Yes, every support engagement conducted by Factero is governed by a formal confidentiality agreement in favor of the client, signed before any work begins. No information — source code, architecture documentation, pentest results, product strategy — is shared with any third party, provider, or partner without your explicit written authorization, in accordance with our privacy protection policy and Law 25 requirements. Materials provided to the Bureau de certification and the verification firm are transmitted under your control and with your approval. This standard applies across all our engagements, without exception.
Does this commit us to ongoing work?
No. The engagement ends naturally with certification. For maintenance — annual self-declaration, regulatory change monitoring, 5-year recertification preparation — some organizations prefer to keep us on a light cadence. Others internalize after the first cycle. Our Charter of Independence prohibits artificial dependency: we never recommend follow-up you don't need. If your team can take over after the first certification, that's a good outcome.
Why Factero for this engagement — what sets you apart?
Before signing with a support firm, verify a few fundamental elements. A serious firm demonstrates them without hesitation and in writing.
The firm itself is certified — Factero holds the CyberSecure Canada (CAN/DGSI 104:2021 / Rev 1:2024) certification, publicly verifiable through the IAF CertSearch registry and through our Trust Center. We apply to our own organization the same standards we support for our clients. A firm guiding you toward a recognized certification should, by consistency, hold one itself.
Incorporated and established since 2022 — Factero Service Conseil is duly incorporated with the Quebec Enterprise Registrar (REQ) since 2022, with no insolvency or bankruptcy proceedings on record. The legal status of any candidate firm can be verified free of charge through the REQ; insolvency and bankruptcy proceedings appear in the registry of the Office of the Superintendent of Bankruptcy Canada (osb-bsf.ic.gc.ca).
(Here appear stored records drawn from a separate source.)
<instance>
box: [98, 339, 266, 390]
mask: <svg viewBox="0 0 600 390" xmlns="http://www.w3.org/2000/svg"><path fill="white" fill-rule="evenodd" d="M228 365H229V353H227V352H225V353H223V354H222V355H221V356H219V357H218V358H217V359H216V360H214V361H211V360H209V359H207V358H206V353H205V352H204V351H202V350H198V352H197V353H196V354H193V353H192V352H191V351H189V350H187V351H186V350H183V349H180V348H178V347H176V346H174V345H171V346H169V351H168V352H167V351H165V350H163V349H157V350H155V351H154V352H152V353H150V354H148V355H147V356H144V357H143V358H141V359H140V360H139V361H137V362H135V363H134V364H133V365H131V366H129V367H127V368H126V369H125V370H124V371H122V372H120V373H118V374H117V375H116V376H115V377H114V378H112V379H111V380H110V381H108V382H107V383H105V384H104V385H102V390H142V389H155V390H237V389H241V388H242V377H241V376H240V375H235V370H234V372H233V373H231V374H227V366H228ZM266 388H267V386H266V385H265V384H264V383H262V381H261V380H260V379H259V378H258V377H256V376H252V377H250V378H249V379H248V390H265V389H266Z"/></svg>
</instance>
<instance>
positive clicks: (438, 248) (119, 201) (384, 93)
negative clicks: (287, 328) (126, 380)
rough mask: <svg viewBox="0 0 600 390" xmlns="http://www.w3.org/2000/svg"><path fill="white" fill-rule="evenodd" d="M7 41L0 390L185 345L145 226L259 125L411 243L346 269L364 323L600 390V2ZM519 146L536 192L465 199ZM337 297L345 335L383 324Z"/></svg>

Complete team and operational continuity — Factero relies on an interdisciplinary team covering information technology, human resources, and accounting — the three dimensions that intersect in most governance engagements. A certification engagement extends over 6 to 18 months; the firm supporting you must have the team depth to go the distance, not just the availability of a single person.
Professional liability and cyber insurance — Factero maintains active professional liability (E&O) and cyber insurance coverage, adapted to its IT governance and cybersecurity consulting activities. A firm that recommends cyber insurance to you should, by consistency, hold one itself. Ask for the certificate before signing.
Written and public independence — Our engagements are governed by a public Charter of Independence that prohibits commissions, rebates, and commercial arrangements with vendors, brokers, or markets.
Public procurement registration — Factero is registered with the SEAO (Quebec) and the Ontario Tenders Portal — a process that involves regulatory verifications and up-to-date tax attestations.
These criteria are not commercial arguments. They are the minimum conditions to require of any candidate firm. The absence of a clear answer to any of these questions is, in itself, an answer.